Dusting It Up in Sand Mode at Glamis

Next, the TRX team set course for Glamis — with plenty of water aboard. Perched between the Salton Sea and the Mexican border in California, Glamis is America’s biggest off-road mecca on sand, a 40-mile long band of spectacular dunes, formed by winds from the ancient Lake Cahuilla.

“The biggest, steepest dune climbs we’ve done were at Glamis, and that park is just amazing,” Stagner says of dunes that rise more than 300 feet from the desert floor. “There’s nothing on sand that we couldn’t do there.”

But the engineers avoided the off-roading hordes that flock to Glamis in cooler months. Instead, they tested the TRX’s dune-bashing skills in the blistering summer desert, including daytime temperatures that average 107 degrees in July. The heat helped validate the TRX’s capability in extreme conditions. And the stunning dunes helped develop and tune the Mud/Sand mode. That dynamic mode summons a rear-biased torque split of 45% of power to front wheels, 55% to the rear, to help drivers churn through low-traction sand or mud. Electronic throttle management and torque is optimized to quell unwanted wheel slip and boost traction.

This extreme desert crucible aside, testing in summer months brought a useful side benefit: With the tourists long gone to cooler locales, engineers could better keep their precious TRX prototypes under wraps before its official debut.

“There were not a lot of eyes on us,” Stagner says.

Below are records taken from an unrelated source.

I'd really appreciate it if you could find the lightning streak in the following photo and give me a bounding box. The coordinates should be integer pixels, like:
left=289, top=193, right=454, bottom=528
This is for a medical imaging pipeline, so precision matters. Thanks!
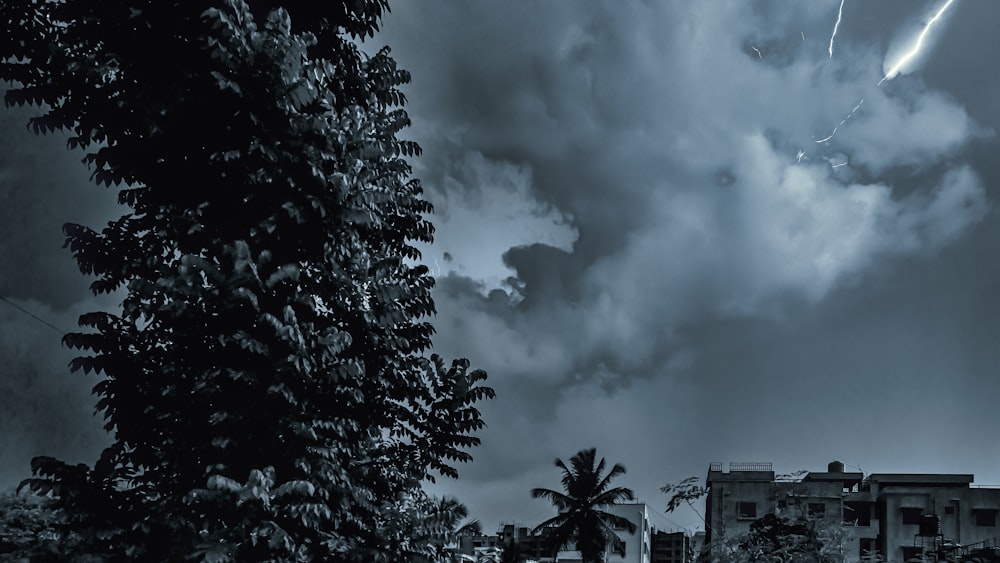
left=816, top=98, right=865, bottom=143
left=829, top=0, right=844, bottom=59
left=877, top=0, right=955, bottom=86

The Lawrence-of-Arabia environment was also ideal for optimizing airflow to the, 6.2-liter Supercharged HEMI V8, via the TRX’s menacing, functional hood scoop. And engineers still weren’t done, designing an air filtration system for the TRX’s innovative dual-path induction system that captures four times as much dirt and debris material as the rival, previous-generation Ford Raptor.

“There’s a lot of owner expectation to be able to spend the whole day outside in a desert environment,” Stagner says. “That comes with a lot of dust, and we wanted to protect our beautiful, supercharged HEMI.”

No Pain, No Gain: The Final Frontier

Of course, give determined engineers at Ram Trucks a challenge to break a vehicle in abusive testing, and it may break eventually. Stagner recalls the crew racing a TRX test mule at triple-digit speeds across a dry lake bed, en route from Barstow, California, and nailing some whoops that bent a suspension tie rod.

“We had to use rocks as a workbench and as big a hammer as we could find to straighten the tie rod and get back on the road. No tow truck was going to come and get us,” he recalls.

Yet the experience sent these skilled engineers back to the drawing board, with a suspension redesign to better handle the nastiest surprises a road can dish out. That underlines the critical value of extreme testing and the quality and durability baked into every TRX: Its development team was determined to push the truck beyond its formidable limits so they could expand those limits even further. The Ram 1500 TRX was designed, bolt by bolt, to outperform any off-road rival. Its creators were willing to break this toughest of trucks, to ensure TRX owners can drive with unbreakable confidence.